Join CUI’s Mary W. Rowe, Mayor Don Iveson from Edmonton, Mayor Brian Bowman from Winnipeg, and Mayor Bonnie Crombie from Mississauga, as they discuss what difference would new legislative powers and new revenue tools make to the capacity of Canada’s cities to solving our most pressing challenges, like climate change, housing, poverty, mental health, the recovery of local economies, and the municipal revenue base?
Mayors Panel II: Cities & Tools for the Job
2021 Massey Cities Summit
From April 6-8 2021, The Massey Cities Summit 2021 brought together leaders from across Canada and the world to reimagine the municipal role in Canadian federalism, while also acknowledging the constitutional rights of First Nations.
Organised by Massey College and the Canadian Urban Institute (with much appreciated support from the Maytree Foundation and the Social Sciences and Humanities Research Council of Canada).
A roundup of the most compelling ideas, themes and quotes from this candid conversation
1. Sustainable revenue tools for 21st century cities
Bonnie Crombie, the Mayor of Mississauga, highlights the fact that the City of Toronto Act grants broader permissive authority to raise new taxes than is available to other Ontario municipalities. She argues these tools should be available to other cities in Ontario like Mississauga. Agrees Edmonton Mayor Don Iveson, cities need more robust own-source revenue tools or statutorily protected revenue sharing agreements.

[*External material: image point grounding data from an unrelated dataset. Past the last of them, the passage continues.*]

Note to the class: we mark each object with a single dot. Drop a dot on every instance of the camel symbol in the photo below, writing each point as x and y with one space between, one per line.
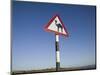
59 26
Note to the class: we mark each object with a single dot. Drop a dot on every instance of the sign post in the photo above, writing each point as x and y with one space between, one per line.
56 25
57 53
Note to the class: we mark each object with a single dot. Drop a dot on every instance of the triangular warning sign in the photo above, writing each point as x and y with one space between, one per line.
56 25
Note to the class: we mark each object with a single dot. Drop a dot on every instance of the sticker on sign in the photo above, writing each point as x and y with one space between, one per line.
56 25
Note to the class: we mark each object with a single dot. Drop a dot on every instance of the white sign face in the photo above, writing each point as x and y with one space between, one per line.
56 25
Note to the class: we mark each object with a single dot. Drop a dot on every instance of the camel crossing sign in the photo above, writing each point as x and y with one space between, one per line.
56 25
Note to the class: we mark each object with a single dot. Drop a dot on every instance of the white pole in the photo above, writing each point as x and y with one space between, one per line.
57 53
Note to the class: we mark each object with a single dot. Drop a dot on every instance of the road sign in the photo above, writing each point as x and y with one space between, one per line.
56 25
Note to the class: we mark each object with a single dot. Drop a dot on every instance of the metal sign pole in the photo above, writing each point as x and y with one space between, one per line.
57 53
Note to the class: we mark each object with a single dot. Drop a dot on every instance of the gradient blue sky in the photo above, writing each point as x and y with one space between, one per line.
33 48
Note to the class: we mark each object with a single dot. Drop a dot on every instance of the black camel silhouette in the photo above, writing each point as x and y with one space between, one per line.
59 26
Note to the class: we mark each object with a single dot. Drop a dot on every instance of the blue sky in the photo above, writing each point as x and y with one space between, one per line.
33 48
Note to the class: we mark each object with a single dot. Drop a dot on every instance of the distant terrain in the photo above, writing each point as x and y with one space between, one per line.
89 67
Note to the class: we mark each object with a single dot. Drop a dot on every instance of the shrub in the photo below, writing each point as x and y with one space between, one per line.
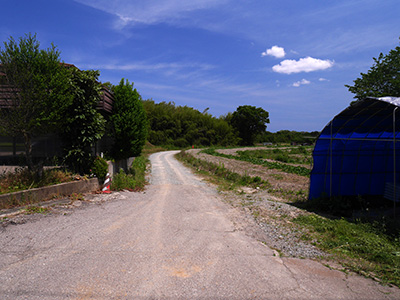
100 168
123 181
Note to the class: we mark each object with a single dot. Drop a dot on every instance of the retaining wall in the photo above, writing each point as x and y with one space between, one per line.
48 192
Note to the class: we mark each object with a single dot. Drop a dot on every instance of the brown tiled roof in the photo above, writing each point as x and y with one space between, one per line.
106 100
105 104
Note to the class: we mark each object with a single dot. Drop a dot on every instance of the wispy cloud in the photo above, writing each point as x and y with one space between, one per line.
150 11
307 64
301 82
151 67
275 51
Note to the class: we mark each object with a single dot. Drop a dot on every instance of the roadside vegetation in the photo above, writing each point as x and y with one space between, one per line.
134 179
251 158
23 179
368 246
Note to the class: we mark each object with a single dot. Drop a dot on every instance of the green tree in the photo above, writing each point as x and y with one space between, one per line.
38 86
82 124
249 121
129 121
382 79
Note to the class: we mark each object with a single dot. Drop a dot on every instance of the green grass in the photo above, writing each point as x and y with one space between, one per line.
367 248
134 180
298 170
231 179
23 179
36 210
299 155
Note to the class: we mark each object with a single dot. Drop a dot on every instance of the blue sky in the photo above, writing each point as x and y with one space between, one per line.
292 58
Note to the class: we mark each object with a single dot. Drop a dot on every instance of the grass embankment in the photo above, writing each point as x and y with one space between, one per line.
222 176
248 157
368 247
134 179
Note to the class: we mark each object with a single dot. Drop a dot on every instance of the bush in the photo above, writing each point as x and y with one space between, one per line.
134 180
123 181
100 168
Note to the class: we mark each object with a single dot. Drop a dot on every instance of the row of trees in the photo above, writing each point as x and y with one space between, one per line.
183 126
47 96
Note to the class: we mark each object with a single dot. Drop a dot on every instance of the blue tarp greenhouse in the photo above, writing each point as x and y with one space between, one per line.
356 152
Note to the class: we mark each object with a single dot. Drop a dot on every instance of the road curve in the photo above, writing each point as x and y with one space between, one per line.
175 241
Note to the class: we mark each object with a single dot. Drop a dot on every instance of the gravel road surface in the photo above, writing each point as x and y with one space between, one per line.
177 240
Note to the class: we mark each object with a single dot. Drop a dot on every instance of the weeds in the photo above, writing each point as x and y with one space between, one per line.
221 172
362 247
302 171
23 179
36 210
134 180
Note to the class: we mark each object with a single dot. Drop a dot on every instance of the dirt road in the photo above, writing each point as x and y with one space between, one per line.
175 241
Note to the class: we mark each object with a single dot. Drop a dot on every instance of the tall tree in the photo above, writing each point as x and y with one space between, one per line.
382 79
38 87
129 121
249 121
82 124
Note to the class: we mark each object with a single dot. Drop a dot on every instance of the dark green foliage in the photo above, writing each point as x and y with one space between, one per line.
134 180
100 168
40 86
82 124
129 121
382 79
249 121
183 126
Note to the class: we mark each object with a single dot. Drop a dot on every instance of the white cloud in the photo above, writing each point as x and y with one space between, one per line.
307 64
301 82
275 51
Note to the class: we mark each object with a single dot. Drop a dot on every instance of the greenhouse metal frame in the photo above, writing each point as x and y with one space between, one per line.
356 153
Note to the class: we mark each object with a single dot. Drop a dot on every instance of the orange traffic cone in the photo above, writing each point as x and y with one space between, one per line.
107 184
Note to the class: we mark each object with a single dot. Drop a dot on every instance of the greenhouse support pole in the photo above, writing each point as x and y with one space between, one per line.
394 162
331 164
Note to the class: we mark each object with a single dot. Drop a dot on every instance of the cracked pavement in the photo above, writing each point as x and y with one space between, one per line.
177 240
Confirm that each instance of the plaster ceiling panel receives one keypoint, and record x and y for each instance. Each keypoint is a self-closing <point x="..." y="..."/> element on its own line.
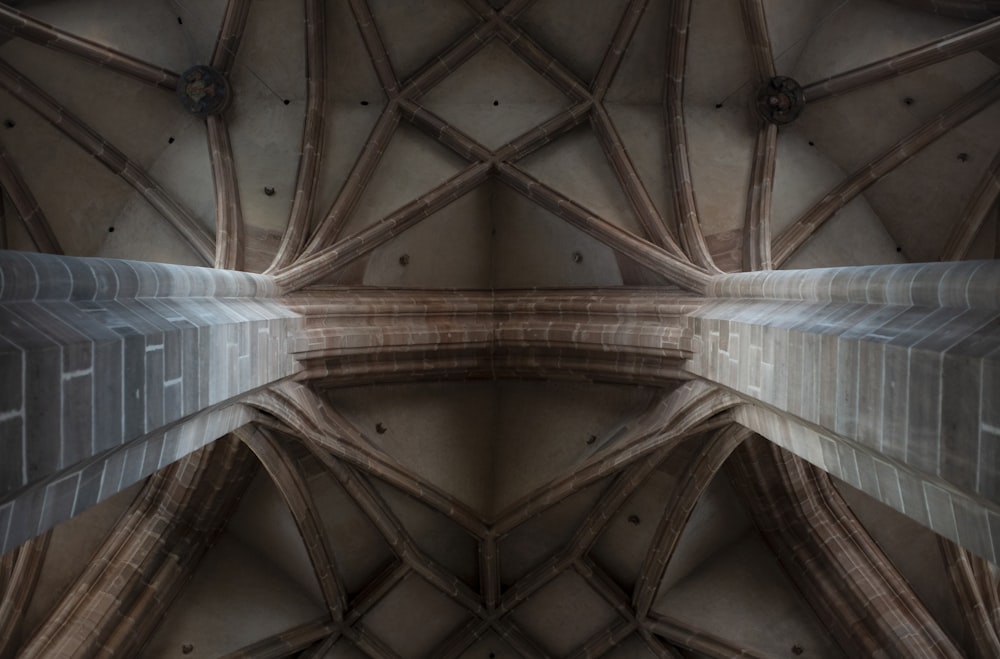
<point x="719" y="68"/>
<point x="578" y="39"/>
<point x="855" y="128"/>
<point x="414" y="618"/>
<point x="575" y="165"/>
<point x="720" y="146"/>
<point x="495" y="97"/>
<point x="533" y="247"/>
<point x="415" y="32"/>
<point x="235" y="597"/>
<point x="490" y="645"/>
<point x="908" y="545"/>
<point x="350" y="72"/>
<point x="923" y="199"/>
<point x="147" y="29"/>
<point x="442" y="431"/>
<point x="534" y="541"/>
<point x="716" y="521"/>
<point x="358" y="548"/>
<point x="643" y="132"/>
<point x="632" y="647"/>
<point x="864" y="31"/>
<point x="639" y="79"/>
<point x="546" y="428"/>
<point x="419" y="257"/>
<point x="264" y="523"/>
<point x="412" y="165"/>
<point x="790" y="24"/>
<point x="266" y="133"/>
<point x="441" y="539"/>
<point x="564" y="614"/>
<point x="761" y="611"/>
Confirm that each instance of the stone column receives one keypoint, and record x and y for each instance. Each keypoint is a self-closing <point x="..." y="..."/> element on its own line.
<point x="887" y="377"/>
<point x="110" y="370"/>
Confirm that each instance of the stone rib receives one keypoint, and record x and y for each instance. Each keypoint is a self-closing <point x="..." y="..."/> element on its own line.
<point x="228" y="212"/>
<point x="697" y="476"/>
<point x="291" y="484"/>
<point x="810" y="222"/>
<point x="654" y="224"/>
<point x="616" y="49"/>
<point x="984" y="199"/>
<point x="755" y="27"/>
<point x="231" y="31"/>
<point x="44" y="34"/>
<point x="117" y="162"/>
<point x="757" y="225"/>
<point x="311" y="158"/>
<point x="656" y="259"/>
<point x="26" y="206"/>
<point x="685" y="209"/>
<point x="949" y="46"/>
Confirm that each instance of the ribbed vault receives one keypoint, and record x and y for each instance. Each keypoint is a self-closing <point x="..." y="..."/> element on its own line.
<point x="493" y="217"/>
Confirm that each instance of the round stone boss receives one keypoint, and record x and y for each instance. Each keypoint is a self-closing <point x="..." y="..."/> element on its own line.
<point x="203" y="91"/>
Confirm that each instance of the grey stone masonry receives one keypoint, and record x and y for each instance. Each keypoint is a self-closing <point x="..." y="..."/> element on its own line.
<point x="885" y="376"/>
<point x="112" y="369"/>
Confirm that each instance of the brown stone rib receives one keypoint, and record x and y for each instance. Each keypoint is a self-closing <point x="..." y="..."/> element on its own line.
<point x="685" y="209"/>
<point x="19" y="572"/>
<point x="313" y="128"/>
<point x="616" y="49"/>
<point x="310" y="269"/>
<point x="757" y="226"/>
<point x="810" y="222"/>
<point x="949" y="46"/>
<point x="26" y="27"/>
<point x="650" y="256"/>
<point x="306" y="415"/>
<point x="228" y="212"/>
<point x="287" y="643"/>
<point x="227" y="44"/>
<point x="355" y="184"/>
<point x="698" y="640"/>
<point x="26" y="206"/>
<point x="120" y="598"/>
<point x="650" y="217"/>
<point x="984" y="199"/>
<point x="976" y="591"/>
<point x="697" y="476"/>
<point x="291" y="484"/>
<point x="94" y="144"/>
<point x="755" y="27"/>
<point x="375" y="46"/>
<point x="856" y="591"/>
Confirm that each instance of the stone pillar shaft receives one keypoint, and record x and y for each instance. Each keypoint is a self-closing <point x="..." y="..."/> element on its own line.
<point x="110" y="370"/>
<point x="885" y="376"/>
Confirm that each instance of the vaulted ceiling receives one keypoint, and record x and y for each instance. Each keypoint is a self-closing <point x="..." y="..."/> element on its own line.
<point x="417" y="152"/>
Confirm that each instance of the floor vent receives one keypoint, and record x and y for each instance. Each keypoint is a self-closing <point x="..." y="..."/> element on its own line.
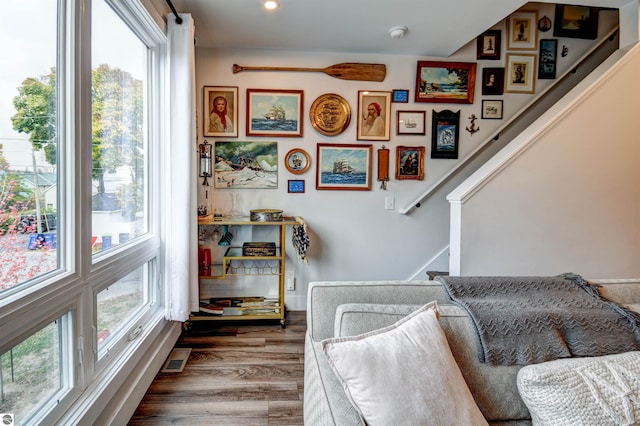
<point x="176" y="361"/>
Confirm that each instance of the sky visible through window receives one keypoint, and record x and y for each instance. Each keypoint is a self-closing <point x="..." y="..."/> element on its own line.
<point x="19" y="61"/>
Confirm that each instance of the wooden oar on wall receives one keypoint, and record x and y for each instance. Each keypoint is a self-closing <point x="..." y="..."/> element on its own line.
<point x="344" y="71"/>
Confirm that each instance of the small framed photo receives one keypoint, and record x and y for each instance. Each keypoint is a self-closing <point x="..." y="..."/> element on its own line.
<point x="274" y="112"/>
<point x="446" y="82"/>
<point x="220" y="111"/>
<point x="522" y="28"/>
<point x="492" y="109"/>
<point x="576" y="22"/>
<point x="445" y="133"/>
<point x="297" y="161"/>
<point x="492" y="81"/>
<point x="344" y="167"/>
<point x="374" y="115"/>
<point x="488" y="45"/>
<point x="410" y="122"/>
<point x="400" y="96"/>
<point x="410" y="162"/>
<point x="295" y="187"/>
<point x="521" y="73"/>
<point x="548" y="57"/>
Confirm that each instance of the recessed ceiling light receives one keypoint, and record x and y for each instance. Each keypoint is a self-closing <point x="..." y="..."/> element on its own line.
<point x="271" y="4"/>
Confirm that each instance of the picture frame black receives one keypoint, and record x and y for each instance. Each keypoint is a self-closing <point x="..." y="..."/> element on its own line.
<point x="576" y="22"/>
<point x="400" y="96"/>
<point x="445" y="133"/>
<point x="493" y="81"/>
<point x="547" y="55"/>
<point x="295" y="186"/>
<point x="489" y="45"/>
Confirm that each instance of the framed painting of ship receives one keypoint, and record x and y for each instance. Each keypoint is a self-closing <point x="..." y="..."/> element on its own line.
<point x="274" y="112"/>
<point x="445" y="82"/>
<point x="374" y="115"/>
<point x="445" y="134"/>
<point x="410" y="162"/>
<point x="344" y="167"/>
<point x="220" y="113"/>
<point x="245" y="165"/>
<point x="410" y="122"/>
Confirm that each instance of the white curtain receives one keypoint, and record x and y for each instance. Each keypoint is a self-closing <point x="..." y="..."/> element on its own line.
<point x="181" y="269"/>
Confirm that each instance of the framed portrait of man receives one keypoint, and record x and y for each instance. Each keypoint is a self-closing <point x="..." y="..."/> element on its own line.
<point x="374" y="115"/>
<point x="220" y="111"/>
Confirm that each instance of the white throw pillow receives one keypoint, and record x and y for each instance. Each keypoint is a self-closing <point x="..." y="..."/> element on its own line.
<point x="583" y="391"/>
<point x="404" y="374"/>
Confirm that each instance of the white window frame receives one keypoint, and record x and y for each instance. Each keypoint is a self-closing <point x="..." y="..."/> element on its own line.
<point x="70" y="292"/>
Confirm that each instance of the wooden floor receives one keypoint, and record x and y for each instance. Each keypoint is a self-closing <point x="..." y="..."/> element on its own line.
<point x="237" y="374"/>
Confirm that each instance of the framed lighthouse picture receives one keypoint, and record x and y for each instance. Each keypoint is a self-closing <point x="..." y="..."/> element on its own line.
<point x="274" y="112"/>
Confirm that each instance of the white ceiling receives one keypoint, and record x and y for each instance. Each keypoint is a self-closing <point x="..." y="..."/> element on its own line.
<point x="361" y="26"/>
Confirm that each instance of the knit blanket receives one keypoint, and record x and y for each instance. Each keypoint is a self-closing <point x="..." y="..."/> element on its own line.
<point x="527" y="320"/>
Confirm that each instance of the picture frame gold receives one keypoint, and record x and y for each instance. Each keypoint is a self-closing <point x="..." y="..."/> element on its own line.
<point x="410" y="162"/>
<point x="522" y="30"/>
<point x="445" y="82"/>
<point x="297" y="161"/>
<point x="489" y="44"/>
<point x="374" y="115"/>
<point x="275" y="112"/>
<point x="410" y="122"/>
<point x="344" y="166"/>
<point x="220" y="111"/>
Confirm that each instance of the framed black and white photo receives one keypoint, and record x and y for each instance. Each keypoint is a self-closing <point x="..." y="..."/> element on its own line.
<point x="547" y="58"/>
<point x="492" y="109"/>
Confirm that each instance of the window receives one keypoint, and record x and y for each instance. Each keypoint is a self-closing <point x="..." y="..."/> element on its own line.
<point x="119" y="303"/>
<point x="28" y="144"/>
<point x="80" y="292"/>
<point x="118" y="85"/>
<point x="32" y="372"/>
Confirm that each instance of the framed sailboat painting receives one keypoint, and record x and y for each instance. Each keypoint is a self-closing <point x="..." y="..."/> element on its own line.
<point x="274" y="112"/>
<point x="344" y="167"/>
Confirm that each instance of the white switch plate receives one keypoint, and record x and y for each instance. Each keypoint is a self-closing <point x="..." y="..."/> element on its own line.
<point x="389" y="203"/>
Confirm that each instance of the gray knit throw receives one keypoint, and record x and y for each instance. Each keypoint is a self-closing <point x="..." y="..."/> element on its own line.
<point x="527" y="320"/>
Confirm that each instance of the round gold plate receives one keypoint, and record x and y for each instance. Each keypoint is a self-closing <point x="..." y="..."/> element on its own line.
<point x="330" y="114"/>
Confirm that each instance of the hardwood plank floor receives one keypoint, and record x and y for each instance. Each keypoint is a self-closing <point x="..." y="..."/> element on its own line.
<point x="241" y="373"/>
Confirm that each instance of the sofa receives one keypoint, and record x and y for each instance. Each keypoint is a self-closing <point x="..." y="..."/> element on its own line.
<point x="338" y="309"/>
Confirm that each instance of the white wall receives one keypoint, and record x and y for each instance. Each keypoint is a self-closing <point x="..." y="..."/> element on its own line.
<point x="569" y="201"/>
<point x="352" y="236"/>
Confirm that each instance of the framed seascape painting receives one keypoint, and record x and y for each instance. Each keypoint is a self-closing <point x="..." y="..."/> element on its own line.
<point x="576" y="22"/>
<point x="445" y="134"/>
<point x="522" y="28"/>
<point x="521" y="73"/>
<point x="250" y="165"/>
<point x="374" y="115"/>
<point x="344" y="166"/>
<point x="274" y="112"/>
<point x="220" y="111"/>
<point x="410" y="162"/>
<point x="447" y="82"/>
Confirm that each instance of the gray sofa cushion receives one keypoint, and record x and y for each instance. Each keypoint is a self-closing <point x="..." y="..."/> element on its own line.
<point x="493" y="387"/>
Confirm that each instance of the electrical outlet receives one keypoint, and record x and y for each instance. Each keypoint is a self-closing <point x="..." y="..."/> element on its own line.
<point x="389" y="203"/>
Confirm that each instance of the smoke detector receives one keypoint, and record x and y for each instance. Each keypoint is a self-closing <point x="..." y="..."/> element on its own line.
<point x="397" y="32"/>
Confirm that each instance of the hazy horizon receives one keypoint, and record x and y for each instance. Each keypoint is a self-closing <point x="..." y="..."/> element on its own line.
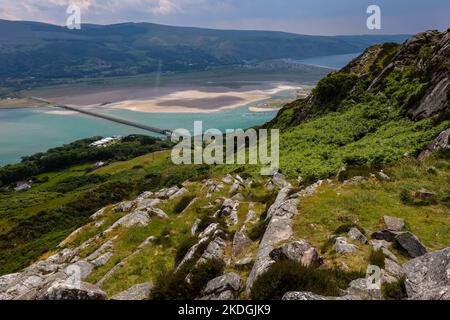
<point x="293" y="16"/>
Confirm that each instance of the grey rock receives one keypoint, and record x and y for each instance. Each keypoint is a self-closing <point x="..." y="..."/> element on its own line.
<point x="235" y="187"/>
<point x="393" y="268"/>
<point x="102" y="260"/>
<point x="250" y="216"/>
<point x="228" y="282"/>
<point x="278" y="230"/>
<point x="134" y="219"/>
<point x="98" y="214"/>
<point x="238" y="197"/>
<point x="228" y="179"/>
<point x="240" y="243"/>
<point x="244" y="262"/>
<point x="360" y="288"/>
<point x="85" y="268"/>
<point x="424" y="194"/>
<point x="379" y="244"/>
<point x="300" y="251"/>
<point x="61" y="290"/>
<point x="343" y="247"/>
<point x="305" y="296"/>
<point x="181" y="192"/>
<point x="215" y="250"/>
<point x="386" y="235"/>
<point x="441" y="142"/>
<point x="393" y="223"/>
<point x="411" y="244"/>
<point x="279" y="180"/>
<point x="428" y="276"/>
<point x="357" y="235"/>
<point x="124" y="206"/>
<point x="137" y="292"/>
<point x="213" y="227"/>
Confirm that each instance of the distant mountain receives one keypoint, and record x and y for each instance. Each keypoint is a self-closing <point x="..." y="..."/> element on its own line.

2. Working collaboratively and sounding the alarm
Brian Bowman, the Mayor of Winnipeg, Manitoba, suggests municipalities, as the order of government closest to the ground, is by nature more accessible and transparent to residents. He stresses the importance of striking the right balance between working collaboratively with other orders of government, and communicating publicly about the ways that authority, powers, and jurisdictional limitations are not working during COVID-19.
3. Provincial leadership is needed
According to Mayor Bowman, cities need to be ‘masters of our own domain’—and as creatures of the province, absent constitutional change, we need a bold premier who is willing to lean into the opportunity to empower cities.
4. We need “smarter” money.
The mayors agree that COVID recovery is led by Canadian cities. This is not about new taxes from his perspective, it is about getting better value for the money that’s already in the system. The mayors discuss whether the property tax is regressive and fair for residents as the main source of revenue for municipalities.
5. “Conditional Metropolitanism” is key
According to Mayor Iveson, the answer is not more asymmetrical federalism. Instead, we need “conditional metropolitanism,” where federal transfers are made on the condition that provinces work collaboratively with municipalities and Indigenous governments.